Pode-se ler nesta política do Brasil que “uso do fogo será permitido em locais onde as peculiaridades o justifiquem para práticas agrossilvopastoris e com autorização prévia. Outras situações são para pesquisa científica aprovada a cargo de instituição reconhecida; para a prática de prevenção e combate a incêndios; na cultura de subsistência de povos indígenas, comunidades quilombolas ou tradicionais e agricultores familiares; e para a capacitação de brigadistas florestais. No caso das faixas de domínio de rodovias e de ferrovias, será possível usar o fogo para reduzir material combustível vegetal e prevenir incêndios florestais, mas devem ser adotadas medidas de contenção segundo resoluções do Comitê Nacional de Manejo Integrado do Fogo, criado pelo texto.”

A Universidade de Darwin e a Universidade de Lisboa, Instituto de Agronomia têm vindo a desenvolver trabalho sobre esta matéria em países africanos, asiáticos e na América Latina, adaptando a abordagem existente na Austrália a estes contextos. Os resultados têm sido ótimos, e têm comprovado que, com uma gestão integrada do fogo, as áreas ardidas diminuem.

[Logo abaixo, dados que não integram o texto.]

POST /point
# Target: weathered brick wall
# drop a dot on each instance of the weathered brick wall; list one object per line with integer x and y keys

A existência destas técnicas, bem como de leis que as consubstanciam, pode proporcionar a criação de créditos de carbono, que decorrem dos Gases com Efeito de Estufa que se deixam de emitir por se implementarem estas técnicas de gestão integradas.

Na Austrália já existe o mercado de créditos de carbono, onde as emissões evitadas decorrentes de “fogos evitados”, através destes métodos, são reconhecidas e valorizadas pelo mercado. Esta valorização decorre essencialmente dos cobenefícios que se criam na sociedade como geração de emprego, proteção e conservação da natureza, produção de alimentos, etc.

Nestes países o enfoque destes cobenefícios estão muito associados à população indígena e por isso em Portugal podemos pensar que esta abordagem não se aplica. No entanto não é bem assim. Em Portugal faz sentido pensar-se no mercado voluntário de carbono - cujo decreto-lei para criação deste mercado em Portugal está atualmente em consulta pública - também ao serviço das populações.

Aliás, faz sentido criar-se um mercado de carbono voluntário que recompense essencialmente as populações pelos serviços de conservação e de emissões evitadas que conseguem realizar. Obviamente que este mercado terá de gerar um valor suficiente para cobrir os investimentos realizados por todos os interlocutores e para gerar alguma rentabilidade também, mas acima de tudo não devemos esquecer que um mercado voluntário de carbono é mais do que uma fonte de receita: é uma forma de gerar rendimento que deve ser, na sua maioria, reinvestido em projetos verdes que ajudem ao bem-estar das comunidades e que contribuam para a efetiva descarbonização da economia.